This feels like a weird thing to post on Tumblr but I am running out of both options and time so.
I am looking to rehome my grandmother’s two adult cats. She recently moved into assisted living and was unable to take them with her, and unfortunately neither my own cat or my landlord are cat friendly so I cannot keep them myself.
Sadie and Zoe are super sweet girls in need of a loving and quiet home. Sadie is a 4 y/o spayed female black and white shorthair and Zoe is a 10 y/o spayed female torbie shorthair. They are both incredibly friendly but are still a bit shy - they have been removed from her condo and relocated closer to me, which has been a big change for them. Both of them are up to date on rabies and RCP and have had recent exams and blood work.
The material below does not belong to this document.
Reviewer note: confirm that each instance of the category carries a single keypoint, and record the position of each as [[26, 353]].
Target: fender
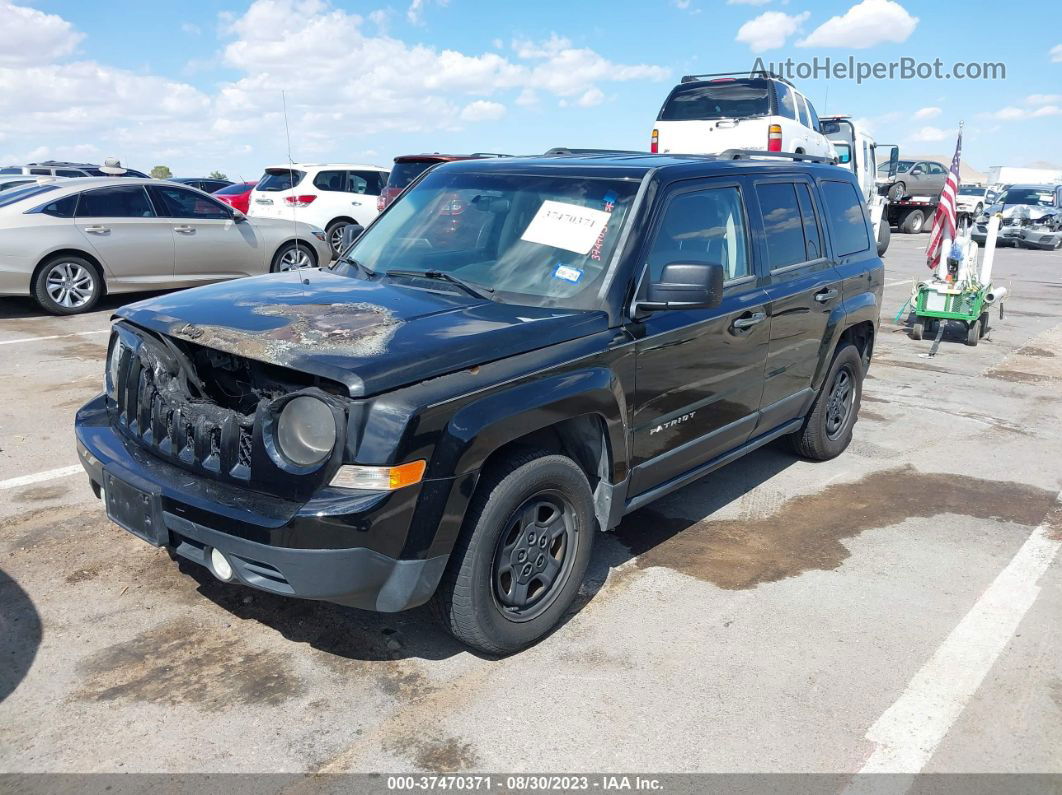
[[854, 309], [482, 427]]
They are both slightly overweight and will need some dietary changes going forward but otherwise are in very good health.
These cats are currently located in the Northwest Corner of Connecticut but I am willing to rehome them to anyone who is within reasonable driving distance (read: anywhere in New England and most of eastern New York, NOT the city) and can provide a positive vet reference - the reference is non-negotiable. They MUST stay together as they are a bonded pair. I do have some supplies that will get sent with them, including litter boxes and Frontline.
They would be fine with other cats, but would not do well with high energy or large breed dogs or young children. Older/less energetic/smaller dogs and older children would be okay.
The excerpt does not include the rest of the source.